Nun es erscheinen Keine Fehler und es passiert auch nichts, daher denke ich, dass ich Grundlegend einen Fehler habe.

Zusätzlich währe es noch so das ich 2 Raspberry Pi's habe und je nach Button den Befehl an den einen oder an den anderen Raspberry pi gesendet werden soll.

Ich hoffe ich stoße hier auf Hilfreiche Personen 

Freundliche Grüsse


----------



## dzim (16. Mrz 2015)

Ich hab leider noch nichts mit jsch gemacht, daher bin ich da etwas überfragt. Hast du das denn schon mal von einem regulären Java-Programm aus ausgeführt und geschaut, was da passiert?
Vielleicht auch auf dem Raspi mal mit tcpdump oder so tracen und schauen, ob die Verbindung überhaupt aufgemacht wird.

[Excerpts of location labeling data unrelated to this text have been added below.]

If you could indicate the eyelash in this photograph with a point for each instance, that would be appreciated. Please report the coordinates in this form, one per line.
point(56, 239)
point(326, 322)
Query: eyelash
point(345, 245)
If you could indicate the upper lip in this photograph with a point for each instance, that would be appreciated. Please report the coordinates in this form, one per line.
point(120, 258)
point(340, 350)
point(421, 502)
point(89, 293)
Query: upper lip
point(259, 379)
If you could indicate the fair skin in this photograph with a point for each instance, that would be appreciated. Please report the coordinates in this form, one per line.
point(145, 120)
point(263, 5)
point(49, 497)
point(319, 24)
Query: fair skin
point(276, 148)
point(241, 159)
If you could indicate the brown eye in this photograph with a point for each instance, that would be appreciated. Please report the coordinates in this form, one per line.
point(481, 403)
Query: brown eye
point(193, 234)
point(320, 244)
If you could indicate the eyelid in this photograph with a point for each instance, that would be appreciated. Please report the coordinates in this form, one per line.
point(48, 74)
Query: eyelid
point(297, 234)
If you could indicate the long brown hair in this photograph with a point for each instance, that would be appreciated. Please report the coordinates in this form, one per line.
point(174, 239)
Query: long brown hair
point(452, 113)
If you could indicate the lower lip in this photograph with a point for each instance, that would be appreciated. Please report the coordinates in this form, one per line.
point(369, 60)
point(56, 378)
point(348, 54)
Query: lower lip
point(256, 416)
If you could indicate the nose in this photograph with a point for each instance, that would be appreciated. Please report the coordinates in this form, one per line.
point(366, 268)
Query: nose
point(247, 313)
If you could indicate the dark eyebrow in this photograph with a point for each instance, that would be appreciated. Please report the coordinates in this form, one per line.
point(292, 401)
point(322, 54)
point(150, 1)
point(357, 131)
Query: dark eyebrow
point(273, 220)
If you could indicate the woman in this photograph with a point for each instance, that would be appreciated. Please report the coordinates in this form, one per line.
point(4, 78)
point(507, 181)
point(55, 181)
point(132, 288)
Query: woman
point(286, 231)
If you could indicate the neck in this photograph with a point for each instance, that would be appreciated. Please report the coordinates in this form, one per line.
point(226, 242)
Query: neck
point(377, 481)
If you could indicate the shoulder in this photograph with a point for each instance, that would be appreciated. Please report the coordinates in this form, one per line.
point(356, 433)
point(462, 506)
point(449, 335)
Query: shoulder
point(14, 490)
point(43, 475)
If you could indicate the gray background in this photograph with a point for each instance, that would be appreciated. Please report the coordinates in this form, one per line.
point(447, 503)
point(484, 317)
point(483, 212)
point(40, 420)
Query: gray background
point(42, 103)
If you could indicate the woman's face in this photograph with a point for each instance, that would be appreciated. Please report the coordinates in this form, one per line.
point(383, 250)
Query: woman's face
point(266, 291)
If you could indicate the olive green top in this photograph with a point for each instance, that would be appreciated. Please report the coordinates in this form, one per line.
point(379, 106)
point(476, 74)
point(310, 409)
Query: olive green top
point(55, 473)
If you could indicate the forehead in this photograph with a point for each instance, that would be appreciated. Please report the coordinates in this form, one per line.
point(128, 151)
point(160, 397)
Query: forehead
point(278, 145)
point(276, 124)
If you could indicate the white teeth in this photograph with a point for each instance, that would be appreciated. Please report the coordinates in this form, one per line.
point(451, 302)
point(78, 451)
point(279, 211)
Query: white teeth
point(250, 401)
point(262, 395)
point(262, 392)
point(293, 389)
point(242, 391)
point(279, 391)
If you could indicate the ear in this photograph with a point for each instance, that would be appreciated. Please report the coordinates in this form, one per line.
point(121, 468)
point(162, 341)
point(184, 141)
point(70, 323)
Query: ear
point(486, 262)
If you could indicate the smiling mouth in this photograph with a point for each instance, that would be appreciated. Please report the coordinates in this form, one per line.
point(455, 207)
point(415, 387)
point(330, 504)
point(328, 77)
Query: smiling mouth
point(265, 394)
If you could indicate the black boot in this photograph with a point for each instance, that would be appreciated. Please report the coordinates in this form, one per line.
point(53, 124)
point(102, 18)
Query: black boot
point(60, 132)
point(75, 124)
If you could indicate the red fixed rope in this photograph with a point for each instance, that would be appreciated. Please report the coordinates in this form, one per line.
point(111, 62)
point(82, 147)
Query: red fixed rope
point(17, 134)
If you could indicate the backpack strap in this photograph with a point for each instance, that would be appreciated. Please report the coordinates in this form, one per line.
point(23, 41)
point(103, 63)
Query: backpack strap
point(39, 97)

Grundsätzlich aber wäre es hilfreich, wenn du eventuelle JSchExceptions auch loggen würdest: Deine Anwendung (bzw. dein Task) dropped diese im Moment still und heimlich.
*android.util.Log.<v|d|i|w|e>(tag, message[, throwable]);*
Heisst: Es kann schon Exceptions geben, du bekommst sie nur nie mit...


----------



## schnibli (17. Mrz 2015)

Hallo ich konnte es erfolgreich lösen  ...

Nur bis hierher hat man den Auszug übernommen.